Potential new electric car owners can sometimes be put off from making the switch because of concerns over running out of charge. However, new research from LV= Britannia Rescue, a UK provider of breakdown cover, shows that electric vehicles (EV) are more likely to break down because of wheel or tyre problems, rather than anything to do with the battery.
Analysis of breakdown call outs over the last three years shows that 37% of the time drivers call because they’ve suffered wheel or tyre problems, compared to just 11% for running out of charge.
Wheel or tyre problems are sometimes attributed to the heavier weight of an EV, which can be up to 50% heavier than a fossil fuel car. Wheel issues are sometimes made more complicated by the fact that most manufacturers no longer fit a spare wheel as standard, so drivers caught mid-journey with a flat tyre or wheel issue can’t fix the problem themselves and need towing to a local garage.
“Range anxiety has been built up to be a thing for people to be concerned about when it comes to going green, but our data shows that in reality it’s a very rare issue for electric car drivers,” said Henry Topham, Managing Director of LV= Britannia Rescue.
“Generally electric cars perform very well and aren’t susceptible to suffering nearly as many issues as petrol or diesel models, but if you do have a problem it’s more likely to be wheel or tyre related, or dead on key. And as we get into the cold, dark winter months it’s good for drivers to be aware of these potential issues and make sure their car is regularly being checked and looked after.”
Drivers being unable to start their electric car, often at home, accounts for 21% of calls – otherwise known as ‘dead on key’. There are a variety of reasons this could happen, such as a flat battery, a battery not holding its charge or the vehicle not being driven for a length of time, but it is more prevalent in the winter months with cars taking that bit longer to warm up.
The ‘dead on key’ issue for electric car drivers happens around half as often it does for fossil fuel cars, which features as the breakdown reason in 41% of calls to LV= Britannia Rescue.

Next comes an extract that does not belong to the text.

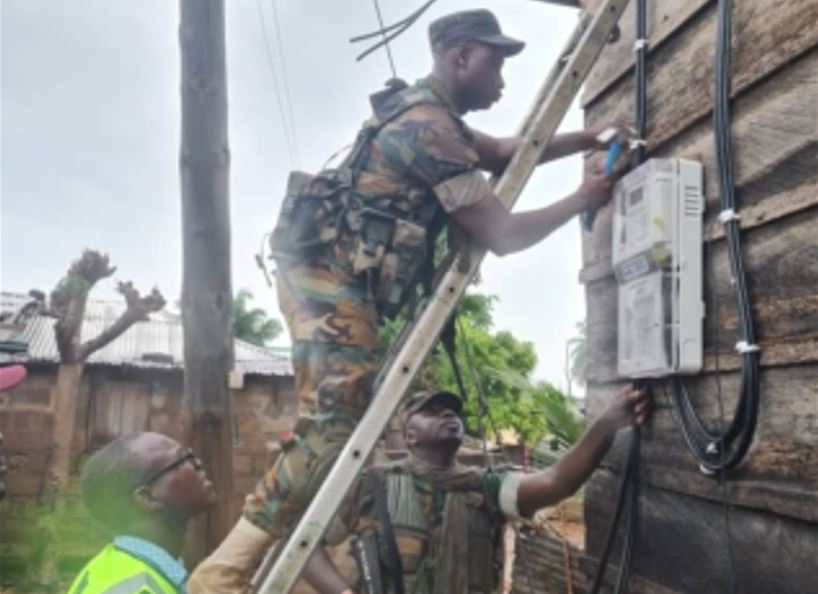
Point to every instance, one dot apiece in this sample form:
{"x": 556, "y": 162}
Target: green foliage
{"x": 253, "y": 324}
{"x": 503, "y": 366}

Winter, or a spate of colder weather, is a time when EVs can run into tyre and battery problems. With that in mind, here are some tips to keep your vehicle in working order:
Check your tyres regularly
When electric cars do break down, it’s more often because of wheel or tyre problems. So it’s definitely worth checking your tyre pressure and the condition and alignment of your tyres on a regular basis, especially in winter months. If you’re not sure how frequently to do it, refer to your manufacturer’s manual, as some recommend more frequent checks.
Check the weather forecast
Electric cars are most likely to run out of charge in cold or wet weather conditions, with low temperatures and rain sometimes compromising the performance of the battery. It’s worth checking the weather forecast so you know when to expect a little less range, which can dip, particularly in winter months. It’s worth keeping your battery level at around 80%, to keep its health in good condition.
Don’t spend too long warming up the car in cold weather
Use the pre-heat function to warm up your car. With most electric cars you can use an app to set the car to pre-heat and defrost the vehicle. This avoids the need to get the ice scraper out, and means the car is warm when you’re ready to set off.
A number of companies now offer EV-specific roadside assistance, such as the RAC, which is helping make the switch to zero-emission electric vehicles as easy as possible for drivers, with EV roadside assistance in the form of its EV Boost lightweight mobile charging units. LV= Britannia Rescue has also launched a new service with AFF, the national roadside electric vehicle charging assistance company, offering roadside charging for electric vehicles that do run out of charge. AFF recharge vans can provide a 30-minute mobile charging facility on roads across England and Wales, including the hard shoulder and emergency refuge areas of motorways.